If you read 15 pages a day, you will finish about 27 books a year (since the average non-fiction book is about 200 pages).

While reading 15 pages can be done in just 20 to 30 minutes a day, the Jack Canfield quote is still relevant. The big problem is that most people spend this time watching TV or glued to their smartphones.

But what if you traded just twenty minutes of mindless scrolling for twenty minutes of purposeful reading? You would learn more, develop valuable knowledge and expand your knowledge.

Some of my favorite books of all time are:

  • The 7 Habits of Highly Effective People – Stephen R. Covey
  • The War of Art – Steven Pressfield
  • The psychology of money – Morgan Housel
  • A New Land – Eckart Tolle

Get organized

All that time spent staring at a screen could have been spent getting organized. You could have used it to clean your house, prepare healthy meals for the next few days, or plan your entire week.
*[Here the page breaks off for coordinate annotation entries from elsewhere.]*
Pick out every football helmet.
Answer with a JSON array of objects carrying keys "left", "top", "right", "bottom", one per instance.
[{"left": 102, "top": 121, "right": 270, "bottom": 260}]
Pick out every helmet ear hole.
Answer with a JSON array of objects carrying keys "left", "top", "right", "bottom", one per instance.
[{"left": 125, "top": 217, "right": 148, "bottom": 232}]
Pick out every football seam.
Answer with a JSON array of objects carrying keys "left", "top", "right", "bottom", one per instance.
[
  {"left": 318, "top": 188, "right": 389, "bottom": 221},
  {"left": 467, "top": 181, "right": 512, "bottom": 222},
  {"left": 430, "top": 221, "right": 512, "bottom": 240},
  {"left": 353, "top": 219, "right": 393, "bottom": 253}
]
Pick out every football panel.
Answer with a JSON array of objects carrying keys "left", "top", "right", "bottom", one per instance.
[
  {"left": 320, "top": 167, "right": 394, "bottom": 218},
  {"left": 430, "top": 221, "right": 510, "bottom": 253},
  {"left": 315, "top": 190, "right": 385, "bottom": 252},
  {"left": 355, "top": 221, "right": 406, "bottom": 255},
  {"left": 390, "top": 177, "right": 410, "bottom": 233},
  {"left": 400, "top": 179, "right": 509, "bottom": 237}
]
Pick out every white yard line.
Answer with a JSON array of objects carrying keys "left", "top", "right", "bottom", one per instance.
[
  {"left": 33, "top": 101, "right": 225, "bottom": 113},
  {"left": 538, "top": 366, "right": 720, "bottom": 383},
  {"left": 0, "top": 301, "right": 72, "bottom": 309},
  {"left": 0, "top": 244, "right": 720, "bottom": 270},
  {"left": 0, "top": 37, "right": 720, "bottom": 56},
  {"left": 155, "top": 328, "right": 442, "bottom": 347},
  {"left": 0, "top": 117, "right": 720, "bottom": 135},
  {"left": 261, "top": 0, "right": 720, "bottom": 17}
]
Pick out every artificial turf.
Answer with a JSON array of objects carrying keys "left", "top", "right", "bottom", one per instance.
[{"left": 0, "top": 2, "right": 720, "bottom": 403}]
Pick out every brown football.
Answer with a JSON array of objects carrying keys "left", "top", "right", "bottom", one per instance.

If you feel like you’re always “late” for the day, it might be worth spending fifteen minutes less on the phone and using it to get organized.

As Abraham Lincoln once said, “Give me six hours to chop down a tree and I’ll spend the first four sharpening the axe.” Getting organized is the metaphorical “sharpening the axe”, which makes each day flow more efficiently.

Do something creative

Instead of consuming other people’s creative output (aka content), why not make something creative yourself? Put your right brain to work and do something creative, like:

  • Frame
  • making music
  • Photography
  • writing
  • DIY projects
  • build/fix things

Studies have shown that pursuing creative projects increases happiness and cognitive functioning while lowering stress and anxiety. Also, creative activities tend to induce a state of flow, which is a powerful state of mind to be in.

This is a stark contrast to the effects smartphones tend to have. Studies have shown that heavy smartphone use correlates with increased stress, depression, and anxiety.

These activities bring me true happiness. They make me much more fulfilled and mentally “rich” than hours browsing social networks, for example.

In short, make a list of your highest-quality leisure activities and refer to that list every time you spend a lot of time on the phone.